Guilherme dos Anjos

Personal information
- Full name: Guilherme Macedo dos Anjos
- Date of birth: 12 July 1989 (age 37)
- Place of birth: Brazil

Managerial career
- Years: Team
- 2012: Atlético Goianiense (assistant)
- 2012: Figueirense (assistant)
- 2013: Fortaleza (assistant)
- 2014: Atlético Goianiense (assistant)
- 2015: Caxias (assistant)
- 2015: Goiás (assistant)
- 2015: ABC (assistant)
- 2016: Najran (assistant)
- 2016: Al-Faisaly (assistant)
- 2016–2017: Al-Qadisiyah (assistant)
- 2017–2018: Goiás (assistant)
- 2019–2020: Paysandu (assistant)
- 2020–2021: Náutico (assistant)
- 2021–2022: Náutico (assistant)
- 2022–2023: Ponte Preta (assistant)
- 2023–2024: Paysandu (assistant)
- 2024: CRB (assistant)
- 2025: Náutico (assistant)
- 2026: Náutico

= Guilherme dos Anjos =

Brazilian football coach

Guilherme Macedo dos Anjos (born 12 July 1989) is a Brazilian professional football coach.

==Career==
The son of Hélio dos Anjos, he often trained in the youth categories of the clubs his father coached, but retired at the age of 18 and moved to São Paulo to study. He began working as a physio, before starting to work as an assistant of his father in 2012, at Atlético Goianiense.

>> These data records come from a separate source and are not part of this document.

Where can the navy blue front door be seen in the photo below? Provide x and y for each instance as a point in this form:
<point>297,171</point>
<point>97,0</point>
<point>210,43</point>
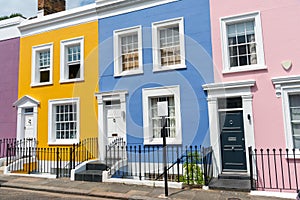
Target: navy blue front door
<point>232,140</point>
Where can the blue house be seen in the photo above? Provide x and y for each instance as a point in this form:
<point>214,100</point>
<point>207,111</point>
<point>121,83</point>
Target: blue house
<point>149,52</point>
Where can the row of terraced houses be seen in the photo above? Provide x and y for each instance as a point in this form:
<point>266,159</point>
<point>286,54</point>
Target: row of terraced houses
<point>229,72</point>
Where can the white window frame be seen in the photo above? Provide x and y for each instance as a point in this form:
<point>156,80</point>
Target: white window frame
<point>64,44</point>
<point>51,131</point>
<point>156,26</point>
<point>284,87</point>
<point>35,72</point>
<point>258,38</point>
<point>149,93</point>
<point>118,55</point>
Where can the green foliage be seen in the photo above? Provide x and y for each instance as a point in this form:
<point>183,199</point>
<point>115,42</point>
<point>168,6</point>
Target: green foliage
<point>192,171</point>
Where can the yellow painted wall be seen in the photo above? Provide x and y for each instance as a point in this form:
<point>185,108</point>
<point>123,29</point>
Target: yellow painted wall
<point>85,90</point>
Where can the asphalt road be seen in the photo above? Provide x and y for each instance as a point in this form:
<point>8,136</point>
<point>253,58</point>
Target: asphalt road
<point>16,194</point>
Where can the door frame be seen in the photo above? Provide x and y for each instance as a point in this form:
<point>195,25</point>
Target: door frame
<point>235,110</point>
<point>21,105</point>
<point>225,90</point>
<point>102,98</point>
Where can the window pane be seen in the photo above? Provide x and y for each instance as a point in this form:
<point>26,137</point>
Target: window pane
<point>65,125</point>
<point>169,46</point>
<point>241,37</point>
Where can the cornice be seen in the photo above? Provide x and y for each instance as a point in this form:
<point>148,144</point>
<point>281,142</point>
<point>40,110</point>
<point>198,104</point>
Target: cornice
<point>59,20</point>
<point>227,85</point>
<point>108,8</point>
<point>11,22</point>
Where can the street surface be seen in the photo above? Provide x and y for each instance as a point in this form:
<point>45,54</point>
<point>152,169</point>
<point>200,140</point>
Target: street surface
<point>16,194</point>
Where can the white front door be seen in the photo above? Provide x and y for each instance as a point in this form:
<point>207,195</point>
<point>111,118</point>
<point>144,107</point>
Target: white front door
<point>115,121</point>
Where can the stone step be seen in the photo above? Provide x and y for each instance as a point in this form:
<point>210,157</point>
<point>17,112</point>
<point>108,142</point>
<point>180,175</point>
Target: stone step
<point>230,184</point>
<point>234,176</point>
<point>89,175</point>
<point>96,165</point>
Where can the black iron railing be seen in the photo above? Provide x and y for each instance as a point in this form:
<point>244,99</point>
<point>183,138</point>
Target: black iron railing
<point>191,165</point>
<point>31,159</point>
<point>273,169</point>
<point>3,145</point>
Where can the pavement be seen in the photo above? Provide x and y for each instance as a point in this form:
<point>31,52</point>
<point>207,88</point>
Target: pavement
<point>120,191</point>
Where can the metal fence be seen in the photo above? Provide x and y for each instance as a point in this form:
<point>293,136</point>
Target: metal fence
<point>272,169</point>
<point>191,165</point>
<point>3,145</point>
<point>30,159</point>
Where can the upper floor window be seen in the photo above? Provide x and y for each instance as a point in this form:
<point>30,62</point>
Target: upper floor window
<point>41,73</point>
<point>242,43</point>
<point>168,45</point>
<point>72,60</point>
<point>128,51</point>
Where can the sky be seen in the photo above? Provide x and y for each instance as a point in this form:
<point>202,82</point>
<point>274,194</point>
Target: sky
<point>28,8</point>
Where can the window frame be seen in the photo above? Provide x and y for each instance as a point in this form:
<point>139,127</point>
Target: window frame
<point>156,26</point>
<point>51,130</point>
<point>147,94</point>
<point>117,34</point>
<point>224,21</point>
<point>35,71</point>
<point>64,44</point>
<point>286,92</point>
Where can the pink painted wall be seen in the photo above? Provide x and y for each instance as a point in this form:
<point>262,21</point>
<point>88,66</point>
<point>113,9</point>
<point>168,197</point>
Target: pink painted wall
<point>280,26</point>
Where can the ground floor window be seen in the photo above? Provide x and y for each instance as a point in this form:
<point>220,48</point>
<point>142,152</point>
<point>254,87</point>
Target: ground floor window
<point>64,121</point>
<point>153,123</point>
<point>294,105</point>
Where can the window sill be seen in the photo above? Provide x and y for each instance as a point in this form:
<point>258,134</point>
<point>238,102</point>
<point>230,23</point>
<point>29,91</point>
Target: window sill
<point>159,141</point>
<point>63,142</point>
<point>40,84</point>
<point>129,73</point>
<point>168,68</point>
<point>244,69</point>
<point>71,80</point>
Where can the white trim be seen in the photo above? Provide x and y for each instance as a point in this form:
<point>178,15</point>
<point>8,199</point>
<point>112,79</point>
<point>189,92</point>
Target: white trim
<point>109,8</point>
<point>80,15</point>
<point>51,133</point>
<point>63,59</point>
<point>117,51</point>
<point>224,21</point>
<point>22,103</point>
<point>225,90</point>
<point>34,65</point>
<point>147,93</point>
<point>156,26</point>
<point>283,82</point>
<point>9,28</point>
<point>101,99</point>
<point>284,86</point>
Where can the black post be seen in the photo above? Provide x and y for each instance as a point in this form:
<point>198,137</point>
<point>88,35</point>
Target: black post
<point>165,155</point>
<point>251,168</point>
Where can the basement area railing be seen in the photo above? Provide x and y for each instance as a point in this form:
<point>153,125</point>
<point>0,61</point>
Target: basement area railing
<point>191,165</point>
<point>275,169</point>
<point>58,161</point>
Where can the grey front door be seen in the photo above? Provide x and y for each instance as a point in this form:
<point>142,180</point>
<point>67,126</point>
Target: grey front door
<point>232,140</point>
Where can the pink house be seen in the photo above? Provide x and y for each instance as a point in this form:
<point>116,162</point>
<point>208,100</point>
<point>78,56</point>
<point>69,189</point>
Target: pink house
<point>255,100</point>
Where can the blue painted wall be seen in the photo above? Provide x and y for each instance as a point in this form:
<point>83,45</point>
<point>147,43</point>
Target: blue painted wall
<point>199,71</point>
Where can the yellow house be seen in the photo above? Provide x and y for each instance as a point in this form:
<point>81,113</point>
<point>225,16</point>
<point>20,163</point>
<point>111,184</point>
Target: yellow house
<point>58,77</point>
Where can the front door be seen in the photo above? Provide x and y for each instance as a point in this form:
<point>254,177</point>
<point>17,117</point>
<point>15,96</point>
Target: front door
<point>28,123</point>
<point>232,140</point>
<point>115,122</point>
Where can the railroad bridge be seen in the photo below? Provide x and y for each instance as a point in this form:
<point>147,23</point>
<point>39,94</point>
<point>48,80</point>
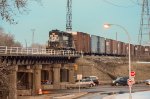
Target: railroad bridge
<point>36,68</point>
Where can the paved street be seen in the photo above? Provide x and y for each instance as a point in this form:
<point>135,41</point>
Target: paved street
<point>97,92</point>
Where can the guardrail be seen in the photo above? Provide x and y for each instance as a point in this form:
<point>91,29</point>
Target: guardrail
<point>35,51</point>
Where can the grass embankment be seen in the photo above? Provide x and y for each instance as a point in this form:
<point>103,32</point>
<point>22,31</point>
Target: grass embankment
<point>108,68</point>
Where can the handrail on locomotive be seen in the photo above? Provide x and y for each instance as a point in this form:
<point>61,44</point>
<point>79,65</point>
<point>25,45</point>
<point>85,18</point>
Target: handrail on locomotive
<point>36,51</point>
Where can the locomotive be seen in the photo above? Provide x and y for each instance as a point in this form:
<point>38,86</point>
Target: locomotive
<point>93,44</point>
<point>60,40</point>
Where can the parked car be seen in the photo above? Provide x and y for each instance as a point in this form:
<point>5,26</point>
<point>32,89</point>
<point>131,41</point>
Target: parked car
<point>88,82</point>
<point>120,81</point>
<point>147,82</point>
<point>93,78</point>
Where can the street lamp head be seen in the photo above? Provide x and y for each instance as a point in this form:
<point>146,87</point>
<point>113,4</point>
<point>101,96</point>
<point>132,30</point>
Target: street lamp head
<point>107,26</point>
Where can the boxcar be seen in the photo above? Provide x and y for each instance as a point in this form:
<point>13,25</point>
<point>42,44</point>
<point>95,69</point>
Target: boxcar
<point>82,41</point>
<point>146,50</point>
<point>137,50</point>
<point>108,44</point>
<point>114,47</point>
<point>94,44</point>
<point>120,48</point>
<point>131,49</point>
<point>97,45</point>
<point>101,44</point>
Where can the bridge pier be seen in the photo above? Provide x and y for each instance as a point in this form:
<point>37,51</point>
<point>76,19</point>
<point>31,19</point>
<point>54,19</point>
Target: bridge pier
<point>71,73</point>
<point>13,83</point>
<point>56,71</point>
<point>37,79</point>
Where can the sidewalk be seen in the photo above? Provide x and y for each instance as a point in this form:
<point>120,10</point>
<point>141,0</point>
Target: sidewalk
<point>55,96</point>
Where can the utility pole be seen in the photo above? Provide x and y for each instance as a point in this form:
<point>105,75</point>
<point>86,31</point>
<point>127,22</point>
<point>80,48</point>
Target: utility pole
<point>33,30</point>
<point>69,16</point>
<point>144,23</point>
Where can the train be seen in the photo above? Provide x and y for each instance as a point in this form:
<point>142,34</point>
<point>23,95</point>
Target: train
<point>93,44</point>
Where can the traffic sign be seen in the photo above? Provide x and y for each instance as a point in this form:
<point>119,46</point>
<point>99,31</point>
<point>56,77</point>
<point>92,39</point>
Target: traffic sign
<point>132,73</point>
<point>130,82</point>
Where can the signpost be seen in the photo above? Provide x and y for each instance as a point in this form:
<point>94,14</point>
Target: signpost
<point>132,73</point>
<point>79,77</point>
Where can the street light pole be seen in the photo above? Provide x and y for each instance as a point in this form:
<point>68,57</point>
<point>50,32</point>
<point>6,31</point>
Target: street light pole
<point>108,26</point>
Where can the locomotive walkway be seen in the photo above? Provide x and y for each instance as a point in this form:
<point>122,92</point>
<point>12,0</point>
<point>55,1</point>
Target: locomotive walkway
<point>20,55</point>
<point>30,63</point>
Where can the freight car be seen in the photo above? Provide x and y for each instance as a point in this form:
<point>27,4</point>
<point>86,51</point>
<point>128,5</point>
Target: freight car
<point>97,45</point>
<point>82,42</point>
<point>93,45</point>
<point>60,40</point>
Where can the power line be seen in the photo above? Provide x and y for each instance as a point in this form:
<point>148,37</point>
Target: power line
<point>114,4</point>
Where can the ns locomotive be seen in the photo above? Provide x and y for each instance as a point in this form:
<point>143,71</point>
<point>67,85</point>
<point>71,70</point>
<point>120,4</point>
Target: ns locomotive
<point>60,40</point>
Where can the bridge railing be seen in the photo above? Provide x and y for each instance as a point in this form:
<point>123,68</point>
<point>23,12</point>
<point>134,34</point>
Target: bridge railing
<point>35,51</point>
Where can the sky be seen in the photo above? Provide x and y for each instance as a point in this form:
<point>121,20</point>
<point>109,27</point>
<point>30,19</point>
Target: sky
<point>87,16</point>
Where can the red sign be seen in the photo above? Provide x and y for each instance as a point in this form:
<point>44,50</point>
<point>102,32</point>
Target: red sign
<point>132,73</point>
<point>130,82</point>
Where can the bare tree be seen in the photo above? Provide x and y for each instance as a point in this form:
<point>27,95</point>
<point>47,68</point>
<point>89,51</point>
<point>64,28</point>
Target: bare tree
<point>9,8</point>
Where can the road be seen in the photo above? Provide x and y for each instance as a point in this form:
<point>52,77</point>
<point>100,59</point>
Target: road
<point>98,92</point>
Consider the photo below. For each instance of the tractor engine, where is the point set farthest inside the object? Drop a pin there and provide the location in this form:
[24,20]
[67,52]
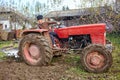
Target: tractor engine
[77,41]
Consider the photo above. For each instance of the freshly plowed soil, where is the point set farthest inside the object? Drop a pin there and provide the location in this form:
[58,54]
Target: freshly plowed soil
[12,70]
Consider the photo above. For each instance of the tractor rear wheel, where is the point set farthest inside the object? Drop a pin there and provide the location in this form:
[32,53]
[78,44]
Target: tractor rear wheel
[35,50]
[96,58]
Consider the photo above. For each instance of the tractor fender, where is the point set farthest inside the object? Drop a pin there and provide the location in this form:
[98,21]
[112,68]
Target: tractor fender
[40,31]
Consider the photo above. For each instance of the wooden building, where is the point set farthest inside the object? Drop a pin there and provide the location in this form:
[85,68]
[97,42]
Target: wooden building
[13,21]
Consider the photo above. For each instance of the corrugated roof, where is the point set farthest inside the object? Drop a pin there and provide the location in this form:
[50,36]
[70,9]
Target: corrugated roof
[76,12]
[16,14]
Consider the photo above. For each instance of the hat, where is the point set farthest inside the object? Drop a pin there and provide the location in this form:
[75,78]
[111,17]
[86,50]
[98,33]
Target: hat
[39,17]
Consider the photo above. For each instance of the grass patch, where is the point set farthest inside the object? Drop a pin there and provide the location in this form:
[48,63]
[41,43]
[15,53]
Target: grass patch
[112,74]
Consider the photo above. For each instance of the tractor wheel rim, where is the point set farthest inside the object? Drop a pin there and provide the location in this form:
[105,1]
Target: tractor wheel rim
[34,51]
[29,55]
[95,60]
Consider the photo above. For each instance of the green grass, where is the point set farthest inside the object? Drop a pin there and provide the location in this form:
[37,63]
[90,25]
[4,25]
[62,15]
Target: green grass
[5,44]
[112,74]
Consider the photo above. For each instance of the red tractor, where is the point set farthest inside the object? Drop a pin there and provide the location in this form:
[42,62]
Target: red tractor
[90,40]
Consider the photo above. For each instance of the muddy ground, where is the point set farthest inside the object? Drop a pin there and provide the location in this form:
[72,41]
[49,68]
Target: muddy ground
[66,67]
[12,69]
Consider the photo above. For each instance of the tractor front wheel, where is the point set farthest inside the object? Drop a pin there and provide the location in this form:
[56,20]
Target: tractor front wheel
[35,50]
[96,58]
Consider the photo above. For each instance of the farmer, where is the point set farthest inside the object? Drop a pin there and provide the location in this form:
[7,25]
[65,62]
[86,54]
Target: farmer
[46,25]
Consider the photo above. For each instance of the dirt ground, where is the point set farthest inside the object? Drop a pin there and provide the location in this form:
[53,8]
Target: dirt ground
[57,70]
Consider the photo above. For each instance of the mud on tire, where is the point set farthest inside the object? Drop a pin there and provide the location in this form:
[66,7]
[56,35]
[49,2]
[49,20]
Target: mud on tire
[96,58]
[35,50]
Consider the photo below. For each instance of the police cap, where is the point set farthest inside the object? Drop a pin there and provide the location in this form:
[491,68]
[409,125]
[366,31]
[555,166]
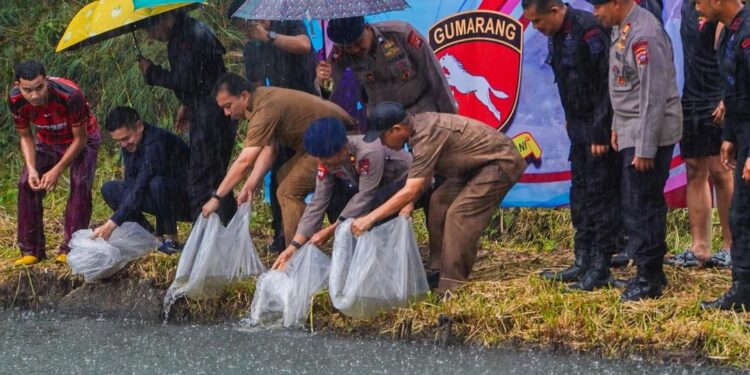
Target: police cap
[325,137]
[346,30]
[382,117]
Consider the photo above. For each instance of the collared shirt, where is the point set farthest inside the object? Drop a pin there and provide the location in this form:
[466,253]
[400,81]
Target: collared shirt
[160,153]
[66,108]
[579,57]
[372,166]
[401,67]
[643,85]
[284,115]
[450,145]
[195,59]
[702,89]
[272,66]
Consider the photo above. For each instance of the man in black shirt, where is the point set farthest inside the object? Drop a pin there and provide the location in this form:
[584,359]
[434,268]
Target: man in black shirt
[278,53]
[703,115]
[196,63]
[156,163]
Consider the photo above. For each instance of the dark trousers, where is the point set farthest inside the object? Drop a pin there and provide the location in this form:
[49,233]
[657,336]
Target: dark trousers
[739,221]
[166,199]
[78,209]
[644,209]
[212,136]
[594,202]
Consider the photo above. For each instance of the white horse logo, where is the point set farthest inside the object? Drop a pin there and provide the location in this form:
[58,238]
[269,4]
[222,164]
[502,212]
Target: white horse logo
[466,83]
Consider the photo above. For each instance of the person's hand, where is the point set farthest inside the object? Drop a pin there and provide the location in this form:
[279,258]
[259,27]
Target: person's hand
[104,230]
[210,207]
[34,181]
[599,150]
[144,64]
[719,113]
[407,210]
[323,71]
[320,238]
[181,122]
[49,179]
[256,31]
[361,225]
[284,257]
[613,141]
[643,164]
[728,155]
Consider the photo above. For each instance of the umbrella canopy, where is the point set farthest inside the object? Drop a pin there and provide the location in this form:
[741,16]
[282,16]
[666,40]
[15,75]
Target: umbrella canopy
[314,9]
[104,19]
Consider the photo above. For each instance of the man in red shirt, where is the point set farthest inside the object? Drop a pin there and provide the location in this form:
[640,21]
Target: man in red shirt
[67,135]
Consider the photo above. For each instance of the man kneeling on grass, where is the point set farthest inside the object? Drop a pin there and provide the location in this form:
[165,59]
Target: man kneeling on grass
[479,164]
[354,177]
[155,173]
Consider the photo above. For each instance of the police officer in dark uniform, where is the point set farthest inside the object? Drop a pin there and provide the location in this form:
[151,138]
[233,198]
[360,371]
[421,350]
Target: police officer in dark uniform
[196,63]
[579,57]
[734,61]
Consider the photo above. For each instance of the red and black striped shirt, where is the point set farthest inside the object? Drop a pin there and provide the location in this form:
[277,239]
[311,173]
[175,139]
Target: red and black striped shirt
[66,108]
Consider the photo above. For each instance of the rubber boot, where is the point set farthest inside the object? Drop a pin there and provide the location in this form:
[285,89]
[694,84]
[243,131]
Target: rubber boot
[737,298]
[598,274]
[572,273]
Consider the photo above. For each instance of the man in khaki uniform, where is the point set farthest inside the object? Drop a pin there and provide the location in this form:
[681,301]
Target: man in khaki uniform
[479,165]
[354,177]
[647,123]
[275,115]
[391,60]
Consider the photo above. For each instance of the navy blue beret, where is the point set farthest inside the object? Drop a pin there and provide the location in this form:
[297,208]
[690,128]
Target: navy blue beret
[325,137]
[345,30]
[382,117]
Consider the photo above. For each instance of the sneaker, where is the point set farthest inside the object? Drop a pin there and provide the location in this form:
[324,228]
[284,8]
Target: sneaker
[170,247]
[721,259]
[683,259]
[26,260]
[61,258]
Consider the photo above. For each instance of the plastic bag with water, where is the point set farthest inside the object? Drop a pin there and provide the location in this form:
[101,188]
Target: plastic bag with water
[98,259]
[283,297]
[213,256]
[382,269]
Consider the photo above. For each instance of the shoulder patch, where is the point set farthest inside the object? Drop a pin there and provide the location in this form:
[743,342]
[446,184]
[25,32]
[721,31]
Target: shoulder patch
[322,171]
[640,49]
[363,166]
[415,40]
[593,39]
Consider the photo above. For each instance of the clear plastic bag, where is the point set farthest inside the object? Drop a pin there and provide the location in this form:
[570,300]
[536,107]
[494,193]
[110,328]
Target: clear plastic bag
[382,269]
[213,256]
[98,259]
[284,296]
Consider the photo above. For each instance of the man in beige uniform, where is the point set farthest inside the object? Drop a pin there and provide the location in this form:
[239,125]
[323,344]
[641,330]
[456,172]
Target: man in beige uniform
[353,178]
[274,115]
[391,60]
[479,164]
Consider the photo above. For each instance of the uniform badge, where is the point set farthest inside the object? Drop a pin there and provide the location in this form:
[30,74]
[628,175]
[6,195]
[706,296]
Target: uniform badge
[640,50]
[594,41]
[364,167]
[322,171]
[415,40]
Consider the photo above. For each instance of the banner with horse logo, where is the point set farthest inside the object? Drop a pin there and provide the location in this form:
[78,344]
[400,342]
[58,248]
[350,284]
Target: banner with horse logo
[495,63]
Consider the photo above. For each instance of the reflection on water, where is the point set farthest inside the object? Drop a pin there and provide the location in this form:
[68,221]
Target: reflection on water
[40,342]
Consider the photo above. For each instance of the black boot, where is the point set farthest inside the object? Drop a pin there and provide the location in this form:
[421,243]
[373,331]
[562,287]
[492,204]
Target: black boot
[737,298]
[648,283]
[572,273]
[597,276]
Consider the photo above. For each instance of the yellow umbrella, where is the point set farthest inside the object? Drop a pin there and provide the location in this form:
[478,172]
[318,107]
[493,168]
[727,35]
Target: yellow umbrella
[104,19]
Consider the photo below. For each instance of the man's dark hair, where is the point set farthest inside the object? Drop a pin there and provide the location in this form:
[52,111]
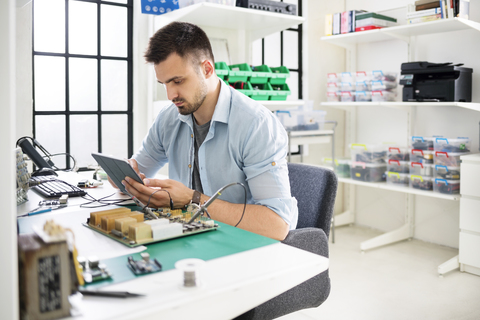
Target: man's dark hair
[182,38]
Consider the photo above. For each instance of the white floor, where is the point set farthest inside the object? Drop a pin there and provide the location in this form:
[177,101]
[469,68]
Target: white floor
[398,281]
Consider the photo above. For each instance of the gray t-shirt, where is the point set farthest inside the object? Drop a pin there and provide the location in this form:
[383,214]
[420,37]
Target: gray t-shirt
[200,133]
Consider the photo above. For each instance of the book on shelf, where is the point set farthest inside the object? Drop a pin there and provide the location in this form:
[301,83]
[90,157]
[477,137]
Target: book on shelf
[425,19]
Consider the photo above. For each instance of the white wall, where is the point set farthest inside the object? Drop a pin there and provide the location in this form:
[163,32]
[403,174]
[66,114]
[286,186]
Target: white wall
[436,220]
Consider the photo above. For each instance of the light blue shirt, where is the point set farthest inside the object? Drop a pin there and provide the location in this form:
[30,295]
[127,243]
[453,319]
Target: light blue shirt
[246,143]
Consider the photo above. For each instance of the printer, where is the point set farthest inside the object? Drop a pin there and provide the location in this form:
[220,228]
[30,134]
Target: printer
[428,82]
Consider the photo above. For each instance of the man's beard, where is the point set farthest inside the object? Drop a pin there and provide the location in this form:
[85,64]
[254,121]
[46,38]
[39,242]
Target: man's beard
[189,108]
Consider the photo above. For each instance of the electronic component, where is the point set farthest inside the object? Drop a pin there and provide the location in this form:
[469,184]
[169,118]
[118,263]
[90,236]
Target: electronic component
[144,266]
[267,5]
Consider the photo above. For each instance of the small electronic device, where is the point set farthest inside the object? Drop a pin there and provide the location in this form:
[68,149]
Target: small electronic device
[117,169]
[267,5]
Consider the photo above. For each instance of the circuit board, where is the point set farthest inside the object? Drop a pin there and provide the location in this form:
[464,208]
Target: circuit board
[132,229]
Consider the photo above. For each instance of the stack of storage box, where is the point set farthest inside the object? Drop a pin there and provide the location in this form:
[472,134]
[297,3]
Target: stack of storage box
[368,162]
[257,82]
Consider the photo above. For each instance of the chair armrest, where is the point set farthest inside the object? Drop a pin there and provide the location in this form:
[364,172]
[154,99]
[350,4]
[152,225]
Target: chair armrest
[310,239]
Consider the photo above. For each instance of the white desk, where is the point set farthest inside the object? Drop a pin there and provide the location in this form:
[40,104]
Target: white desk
[231,285]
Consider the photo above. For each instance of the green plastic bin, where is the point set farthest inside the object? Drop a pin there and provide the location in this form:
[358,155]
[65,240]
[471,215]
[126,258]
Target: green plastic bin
[260,74]
[279,75]
[280,92]
[261,91]
[239,73]
[222,70]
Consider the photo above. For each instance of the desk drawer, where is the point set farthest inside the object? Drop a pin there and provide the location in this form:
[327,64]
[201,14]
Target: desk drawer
[470,214]
[469,180]
[469,248]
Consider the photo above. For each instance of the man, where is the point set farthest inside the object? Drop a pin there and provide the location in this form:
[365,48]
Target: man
[211,136]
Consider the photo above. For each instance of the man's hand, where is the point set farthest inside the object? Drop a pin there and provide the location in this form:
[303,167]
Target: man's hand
[180,194]
[134,165]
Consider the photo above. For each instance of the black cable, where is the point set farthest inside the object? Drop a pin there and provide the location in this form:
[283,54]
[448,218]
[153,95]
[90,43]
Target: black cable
[150,198]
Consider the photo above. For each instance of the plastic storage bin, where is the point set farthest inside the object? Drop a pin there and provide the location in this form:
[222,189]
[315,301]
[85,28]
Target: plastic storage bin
[261,91]
[239,73]
[299,120]
[446,186]
[221,69]
[448,173]
[383,95]
[398,166]
[449,159]
[333,97]
[421,182]
[363,96]
[422,156]
[347,96]
[452,145]
[398,153]
[368,172]
[279,75]
[369,153]
[260,74]
[421,169]
[342,166]
[398,179]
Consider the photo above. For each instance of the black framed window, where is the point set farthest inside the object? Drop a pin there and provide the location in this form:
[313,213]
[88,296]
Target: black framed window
[83,78]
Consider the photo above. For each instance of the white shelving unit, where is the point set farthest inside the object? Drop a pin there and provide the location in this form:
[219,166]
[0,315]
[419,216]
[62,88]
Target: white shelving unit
[408,34]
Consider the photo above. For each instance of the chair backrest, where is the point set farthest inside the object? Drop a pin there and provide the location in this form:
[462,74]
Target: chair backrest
[315,189]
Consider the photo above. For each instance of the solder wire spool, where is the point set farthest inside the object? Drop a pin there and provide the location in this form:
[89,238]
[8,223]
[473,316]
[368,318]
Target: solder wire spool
[191,272]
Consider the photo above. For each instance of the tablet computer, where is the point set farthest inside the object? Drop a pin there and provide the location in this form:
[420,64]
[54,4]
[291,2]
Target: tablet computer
[117,169]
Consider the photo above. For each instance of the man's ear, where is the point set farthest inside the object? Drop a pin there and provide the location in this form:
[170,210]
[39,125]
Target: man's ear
[208,68]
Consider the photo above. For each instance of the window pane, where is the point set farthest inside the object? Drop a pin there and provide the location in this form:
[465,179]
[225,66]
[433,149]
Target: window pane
[272,50]
[49,25]
[113,31]
[290,49]
[115,135]
[83,138]
[49,83]
[114,85]
[292,82]
[82,28]
[83,84]
[50,133]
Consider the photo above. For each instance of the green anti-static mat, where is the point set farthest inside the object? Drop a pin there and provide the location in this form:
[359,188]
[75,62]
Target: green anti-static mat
[224,241]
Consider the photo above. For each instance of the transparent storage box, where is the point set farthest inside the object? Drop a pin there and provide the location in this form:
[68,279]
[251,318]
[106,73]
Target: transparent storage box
[422,156]
[347,96]
[300,120]
[383,95]
[368,172]
[421,169]
[383,85]
[398,153]
[333,97]
[398,179]
[422,143]
[363,85]
[342,166]
[363,96]
[446,186]
[448,173]
[333,87]
[334,77]
[368,153]
[449,159]
[452,145]
[421,182]
[397,166]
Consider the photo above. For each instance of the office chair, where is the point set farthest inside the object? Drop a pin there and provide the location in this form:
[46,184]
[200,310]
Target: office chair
[315,189]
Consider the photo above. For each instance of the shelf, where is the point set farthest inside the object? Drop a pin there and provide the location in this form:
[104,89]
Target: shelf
[401,32]
[401,105]
[258,23]
[385,186]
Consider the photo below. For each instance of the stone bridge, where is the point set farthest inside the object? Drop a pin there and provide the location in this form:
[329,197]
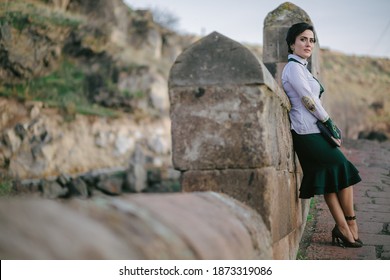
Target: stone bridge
[232,144]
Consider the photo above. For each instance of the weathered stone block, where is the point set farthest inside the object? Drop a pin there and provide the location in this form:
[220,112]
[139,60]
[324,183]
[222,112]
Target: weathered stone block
[240,126]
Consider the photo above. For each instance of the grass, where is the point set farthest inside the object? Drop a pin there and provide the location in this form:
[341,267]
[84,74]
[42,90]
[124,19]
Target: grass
[63,88]
[21,15]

Guilherme dos Anjos continued to work as his assistant at Figueirense, Fortaleza, Atlético Goianiense, Caxias, Goiás (two stints), ABC, Najran, Al-Faisaly, Al-Qadisiyah, Paysandu (two stints), Náutico (three stints), Ponte Preta and CRB. In the 2025, at Náutico, Hélio and Guilherme often participated in press conferences together, with Guilherme still being the assistant, in the model of Ramón and Emiliano Díaz's partnership.

On 10 November 2025, after achieving promotion with Timbu to the Série B, Hélio and Guilherme dos Anjos renewed their contract with the club until 2027, now with both being head coaches of the side in a shared command. Both were sacked on 23 September 2026, despite winning three of the last six matches.